Reputation: 1018
Documentation for readMat()
function says: "For the MAT v5 format, cell structures are read into R as a list structure."
This creates a problem here for me as I am not able to convert it back to the original table structure from the list object. In the original files I inherited, each row (rather than column) represents answers to different questionnaires (row1 = questionnaire1, row2 = questionnaire2, etc.), but the way readMat()
creates the list is vertically (by column), so my questionnaire items are basically all messed up.
Here's code to reproduce a simplified example for the desired output and original file appearance in the Matlab
cell
structure:
list1 <- list("2", "34", "17", NA, NA, NA)
list2 <- list("32", "43", NA, NA, NA, NA)
list3 <- list("C", "D", "A", "F", "G", "I")
list4 <- list("455", NA, NA, NA, NA, NA)
df <- data.frame()
df <- rbind(df,list1,list2,list3,list4)
colnames(df) <- NULL
rownames(df) <- NULL
df
This outputs the following (DESIRED OUTPUT/ORIGINAL MATLAB STRUCTURE):
1 2 34 17 <NA> <NA> <NA>
2 32 43 <NA> <NA> <NA> <NA>
3 C D A F G I
4 455 <NA> <NA> <NA> <NA> <NA>
So I can select by row instead of having a messed up order of observations. Note that I replaced the NULL
values with NA
for this example else I had an error while making the data frame.
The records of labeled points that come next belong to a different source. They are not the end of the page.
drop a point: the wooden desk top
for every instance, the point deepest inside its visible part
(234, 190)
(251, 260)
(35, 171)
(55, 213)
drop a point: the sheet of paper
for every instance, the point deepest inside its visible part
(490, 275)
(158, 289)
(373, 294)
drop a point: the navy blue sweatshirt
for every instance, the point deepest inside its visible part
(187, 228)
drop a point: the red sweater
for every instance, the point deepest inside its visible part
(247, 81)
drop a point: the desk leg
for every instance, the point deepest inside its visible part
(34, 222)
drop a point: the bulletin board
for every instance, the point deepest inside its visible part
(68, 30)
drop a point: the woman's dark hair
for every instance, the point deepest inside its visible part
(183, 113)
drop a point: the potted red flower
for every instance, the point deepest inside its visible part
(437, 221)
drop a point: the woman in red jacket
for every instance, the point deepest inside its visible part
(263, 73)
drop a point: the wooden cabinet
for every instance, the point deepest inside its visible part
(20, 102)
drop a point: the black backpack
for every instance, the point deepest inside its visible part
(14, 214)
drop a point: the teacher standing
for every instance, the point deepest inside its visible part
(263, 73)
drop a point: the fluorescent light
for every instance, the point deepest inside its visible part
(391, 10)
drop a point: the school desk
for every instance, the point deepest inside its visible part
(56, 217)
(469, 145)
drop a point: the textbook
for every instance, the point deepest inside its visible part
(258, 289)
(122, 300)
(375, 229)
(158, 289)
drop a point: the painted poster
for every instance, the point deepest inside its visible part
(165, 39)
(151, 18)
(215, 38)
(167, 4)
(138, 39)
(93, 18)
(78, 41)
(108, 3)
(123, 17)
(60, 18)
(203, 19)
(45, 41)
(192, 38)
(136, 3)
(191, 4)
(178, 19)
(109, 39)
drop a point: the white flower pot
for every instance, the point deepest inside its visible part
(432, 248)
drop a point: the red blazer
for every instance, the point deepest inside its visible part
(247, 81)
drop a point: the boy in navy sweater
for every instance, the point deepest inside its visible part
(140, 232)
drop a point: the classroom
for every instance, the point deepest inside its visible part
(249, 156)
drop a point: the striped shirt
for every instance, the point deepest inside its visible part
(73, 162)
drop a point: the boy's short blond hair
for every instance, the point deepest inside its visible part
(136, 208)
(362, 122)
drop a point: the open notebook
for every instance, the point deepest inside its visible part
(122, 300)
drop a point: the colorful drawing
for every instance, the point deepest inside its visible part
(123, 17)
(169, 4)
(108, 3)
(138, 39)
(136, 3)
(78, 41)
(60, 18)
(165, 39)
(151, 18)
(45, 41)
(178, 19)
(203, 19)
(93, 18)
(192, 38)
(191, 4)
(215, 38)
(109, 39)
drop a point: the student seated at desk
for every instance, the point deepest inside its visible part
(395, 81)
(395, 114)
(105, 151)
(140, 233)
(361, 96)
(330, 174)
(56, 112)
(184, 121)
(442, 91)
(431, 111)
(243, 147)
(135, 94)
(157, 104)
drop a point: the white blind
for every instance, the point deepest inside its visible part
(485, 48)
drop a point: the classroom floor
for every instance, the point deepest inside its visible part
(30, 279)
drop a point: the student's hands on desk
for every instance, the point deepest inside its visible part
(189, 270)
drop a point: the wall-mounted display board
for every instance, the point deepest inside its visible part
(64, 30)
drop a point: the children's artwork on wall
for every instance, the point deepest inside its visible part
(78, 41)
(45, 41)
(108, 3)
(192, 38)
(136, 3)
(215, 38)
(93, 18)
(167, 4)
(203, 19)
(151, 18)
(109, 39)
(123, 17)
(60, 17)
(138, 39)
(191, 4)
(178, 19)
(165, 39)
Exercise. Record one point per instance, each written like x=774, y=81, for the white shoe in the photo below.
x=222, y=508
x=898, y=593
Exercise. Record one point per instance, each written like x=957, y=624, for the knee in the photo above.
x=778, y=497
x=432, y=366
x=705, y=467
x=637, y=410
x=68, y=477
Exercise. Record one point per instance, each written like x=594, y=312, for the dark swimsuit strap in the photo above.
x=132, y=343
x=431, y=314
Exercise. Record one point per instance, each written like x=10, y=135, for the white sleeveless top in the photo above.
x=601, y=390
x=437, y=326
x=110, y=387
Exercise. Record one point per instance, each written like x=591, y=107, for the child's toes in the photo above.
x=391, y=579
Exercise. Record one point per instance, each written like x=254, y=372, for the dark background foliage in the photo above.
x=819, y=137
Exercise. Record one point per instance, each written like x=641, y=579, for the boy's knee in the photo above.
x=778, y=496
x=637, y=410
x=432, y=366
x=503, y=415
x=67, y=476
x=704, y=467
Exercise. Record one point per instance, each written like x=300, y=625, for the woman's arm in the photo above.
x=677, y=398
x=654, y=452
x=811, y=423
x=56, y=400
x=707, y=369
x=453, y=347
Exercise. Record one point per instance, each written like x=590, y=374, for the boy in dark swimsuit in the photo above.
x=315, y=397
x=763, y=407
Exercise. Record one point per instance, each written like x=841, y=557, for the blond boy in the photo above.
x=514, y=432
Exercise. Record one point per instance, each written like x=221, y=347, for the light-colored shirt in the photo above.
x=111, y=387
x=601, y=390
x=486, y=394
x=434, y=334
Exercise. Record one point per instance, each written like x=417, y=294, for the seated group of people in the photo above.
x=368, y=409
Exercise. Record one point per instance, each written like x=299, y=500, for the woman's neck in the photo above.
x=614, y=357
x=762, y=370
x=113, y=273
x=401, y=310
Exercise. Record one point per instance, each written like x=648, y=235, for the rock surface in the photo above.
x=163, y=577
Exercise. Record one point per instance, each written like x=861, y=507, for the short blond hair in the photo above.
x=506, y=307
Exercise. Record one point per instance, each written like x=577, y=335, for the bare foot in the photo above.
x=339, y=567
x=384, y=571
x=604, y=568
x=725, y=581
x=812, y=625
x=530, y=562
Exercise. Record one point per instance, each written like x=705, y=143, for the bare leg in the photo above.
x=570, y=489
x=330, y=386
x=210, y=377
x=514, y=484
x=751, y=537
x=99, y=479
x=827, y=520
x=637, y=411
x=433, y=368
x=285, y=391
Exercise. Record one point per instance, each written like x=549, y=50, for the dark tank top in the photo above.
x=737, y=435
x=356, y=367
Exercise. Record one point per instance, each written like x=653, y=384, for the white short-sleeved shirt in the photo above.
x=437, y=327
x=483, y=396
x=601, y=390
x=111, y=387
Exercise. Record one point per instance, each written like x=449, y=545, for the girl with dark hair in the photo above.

However, to reproduce the outcome of importing in R
from Matlab
with readMat()
we need hefty code like this:
list1 <- list(matrix("2"))
list2 <- list(matrix("32"))
list3 <- list(matrix("C"))
list4 <- list(matrix("455"))
list5 <- list(matrix("34"))
list6 <- list(matrix("43"))
list7 <- list(matrix("D"))
list8 <- NULL
list9 <- list(matrix("17"))
list10 <- NULL
list11 <- list(matrix("A"))
list12 <- NULL
list13 <- NULL
list14 <- NULL
list15 <- list(matrix("F"))
list16 <- NULL
list17 <- NULL
list18 <- NULL
list19 <- list(matrix("G"))
list20 <- NULL
list21 <- NULL
list22 <- NULL
list23 <- list(matrix("I"))
list24 <- NULL
(mylist <- list(list1, list2, list3, list4, list5,
list6, list7, list8, list9, list10,
list11, list12, list13, list14, list15,
list16, list17, list18, list19, list20,
list21, list22, list23, list24))
Which outputs the following:
[[1]]
[[1]][[1]]
[,1]
[1,] "2"
[[2]]
[[2]][[1]]
[,1]
[1,] "32"
[[3]]
[[3]][[1]]
[,1]
[1,] "C"
[[4]]
[[4]][[1]]
[,1]
[1,] "455"
[[5]]
[[5]][[1]]
[,1]
[1,] "34"
[[6]]
[[6]][[1]]
[,1]
[1,] "43"
[[7]]
[[7]][[1]]
[,1]
[1,] "D"
[[8]]
NULL
[[9]]
[[9]][[1]]
[,1]
[1,] "17"
[[10]]
NULL
[[11]]
[[11]][[1]]
[,1]
[1,] "A"
[[12]]
NULL
[[13]]
NULL
[[14]]
NULL
[[15]]
[[15]][[1]]
[,1]
[1,] "F"
[[16]]
NULL
[[17]]
NULL
[[18]]
NULL
[[19]]
[[19]][[1]]
[,1]
[1,] "G"
[[20]]
NULL
[[21]]
NULL
[[22]]
NULL
[[23]]
[[23]][[1]]
[,1]
[1,] "I"
[[24]]
NULL
So in other threads, most people said to unlist, but unlisting my list does not allow me to select questionnaires by row for instance (especially since NULL
values are not conserved in the dimensions when unlisting):
unlist(mylist)
[1] "2" "32" "C" "455" "34" "43" "D" "17" "A" "F" "G" "I"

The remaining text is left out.